The Loss Function that is being minimized is         \(L = \sum_{i}^{N} [\; ||f(x^a_i) - f(x^p_i)||_2^2 \;-\; ||f(x^a_i)- f(x^n_i)||_2^2 + \alpha\;]_+\)

Triplet Selection

  • Generating all possible triplets would result in many triplets that easily satisfy the the distance condition mentioned above, thus not contributing to learning and would also slow down the convergence. These triplets are said to be Easy Triplets and will always give loss \(0\) as \(d(x^a_i, x^p_i) + \alpha < d(x^a_i, x^n_i)\)

  • Thus for faster convergence and better learning those triplets are need which violate the triplet constraint (refered as Hard Triplets) i.e. \(d(x^a_i, x^n_i) < d(x^a_i, x^p_i)\)

  • Choosing which triplets to use turns out to be very important for achieving good performance and, inspired by curriculum learning, we present a novel online negative exemplar mining strategy which ensures consistently increasing difficulty of triplets as the network trains.

  • The two methods discussed were:

  1. Generate triplets offline

    • For every n epochs compute the embeddings on the subset of data and and only select the hard triplets i.e \(argmax_{x^a_i}(d(x^a_i, x^p_i))\) and \(argmin_{x^a_i}(d(x^a_i, x^n_i))\).

    • Exploring offline triplet mining resulted in inconclusive results and is not very efficient.

  2. Generate triplets online

    • This can be done by selecting the hard positive/negative exemplars from within a mini-batch.

    • Instead of just the hardest positive (\(argmax_{x^a_i}(d(x^a_i, x^p_i))\)), all anchor-positive pairs in a mini batch are picked, while still still selecting the hard negatives.

      We don’t have a side-by-side comparison of hard anchor-positive pairs versus all anchor-positive pairs within a mini-batch, but we found in practice that the all anchorpositive method was more stable and converged slightly faster at the beginning of training.

    • Also instead of selecting just hardest negative (\(argmin_{x^a_i}(d(x^a_i, x^n_i))\)), the negative exemplars are selected such that: \(d(x^a_i, x^p_i) < d(x^a_i, x^n_i)\).

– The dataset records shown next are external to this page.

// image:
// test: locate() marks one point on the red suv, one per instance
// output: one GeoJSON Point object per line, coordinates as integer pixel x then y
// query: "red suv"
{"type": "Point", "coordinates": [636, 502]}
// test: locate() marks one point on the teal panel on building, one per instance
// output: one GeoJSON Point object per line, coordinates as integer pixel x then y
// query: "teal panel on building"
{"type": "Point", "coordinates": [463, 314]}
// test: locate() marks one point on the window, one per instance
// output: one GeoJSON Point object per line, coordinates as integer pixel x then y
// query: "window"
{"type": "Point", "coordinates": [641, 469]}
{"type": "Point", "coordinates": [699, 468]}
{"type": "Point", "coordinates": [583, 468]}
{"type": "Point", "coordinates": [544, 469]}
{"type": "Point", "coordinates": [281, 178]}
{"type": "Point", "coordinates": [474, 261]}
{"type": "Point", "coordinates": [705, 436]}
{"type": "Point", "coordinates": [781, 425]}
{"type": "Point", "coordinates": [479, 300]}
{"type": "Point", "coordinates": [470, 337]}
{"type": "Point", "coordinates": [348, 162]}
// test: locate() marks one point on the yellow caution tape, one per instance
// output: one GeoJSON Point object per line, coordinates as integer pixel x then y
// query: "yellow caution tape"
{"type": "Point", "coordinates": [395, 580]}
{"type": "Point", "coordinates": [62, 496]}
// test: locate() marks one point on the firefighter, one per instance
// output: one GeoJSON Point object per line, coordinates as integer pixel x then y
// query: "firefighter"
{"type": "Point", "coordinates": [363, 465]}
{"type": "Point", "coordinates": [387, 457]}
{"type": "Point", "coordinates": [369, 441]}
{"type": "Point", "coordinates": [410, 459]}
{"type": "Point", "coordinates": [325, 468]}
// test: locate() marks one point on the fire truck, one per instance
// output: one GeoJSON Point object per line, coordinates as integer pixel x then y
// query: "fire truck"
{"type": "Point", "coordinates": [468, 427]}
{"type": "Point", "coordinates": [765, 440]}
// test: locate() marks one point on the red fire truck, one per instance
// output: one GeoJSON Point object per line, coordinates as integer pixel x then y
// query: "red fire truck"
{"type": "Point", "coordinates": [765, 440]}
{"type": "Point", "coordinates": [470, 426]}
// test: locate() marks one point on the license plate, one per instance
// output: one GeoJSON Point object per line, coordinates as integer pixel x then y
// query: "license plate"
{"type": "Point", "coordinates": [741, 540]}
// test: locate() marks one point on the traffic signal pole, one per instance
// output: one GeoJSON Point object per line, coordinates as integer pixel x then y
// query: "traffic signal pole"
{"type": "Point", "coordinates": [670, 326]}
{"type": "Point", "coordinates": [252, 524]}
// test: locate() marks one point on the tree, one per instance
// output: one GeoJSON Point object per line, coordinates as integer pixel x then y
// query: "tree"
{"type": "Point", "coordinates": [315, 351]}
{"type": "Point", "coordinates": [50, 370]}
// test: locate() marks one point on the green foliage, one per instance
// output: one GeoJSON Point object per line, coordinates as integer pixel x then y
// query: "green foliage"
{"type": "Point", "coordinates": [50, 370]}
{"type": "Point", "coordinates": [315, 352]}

These are refered as Semi-Hard Triplets and lie inside a margin \(\alpha\).

      Selecting the hardest negatives can in practice lead to bad local minima early on in training, specifically it can result in a collapsed model (i.e. \(f(x) = 0\)).


types of triplets
Image Credits: Omoindrot

Further Reading:

Evaluation

\(\mathcal{P}_{same}\): All pairs with same identity.

\(\mathcal{P}_{diff}\): All pairs of different identity.

Given a threshold \(h\) for image distance, the correctly classified as same are called true accepts

\(\text{TA}(h) = {(i, j) ∈ \mathcal{P}_{same}, with\; d(x_i , x_j ) ≤ h}\) and incorrectly classified as same are called false accepts

\(\text{FA}(h) = {(i, j) ∈ \mathcal{P}_{diff}, with\; d(x_i , x_j ) ≤ h}\) .

Validation Rate \(\text{VAL}(h) = \frac{|TA(h)|}{|\mathcal{P}_{same}|}\)

False accept Rate \(\text{FAR}(h) = \frac{|FA(h)|}{|\mathcal{P}_{diff}|}\)

Conclusion

  • They achieved higher accuracy than the previous state-of-the-art methods DeepFace (error reduced by factor of 7), DeepId2 (error reduced by 30%).

  • They used the same embeddings from face verification to cluster faces.

  • The important part was how the triplets were chosen for training.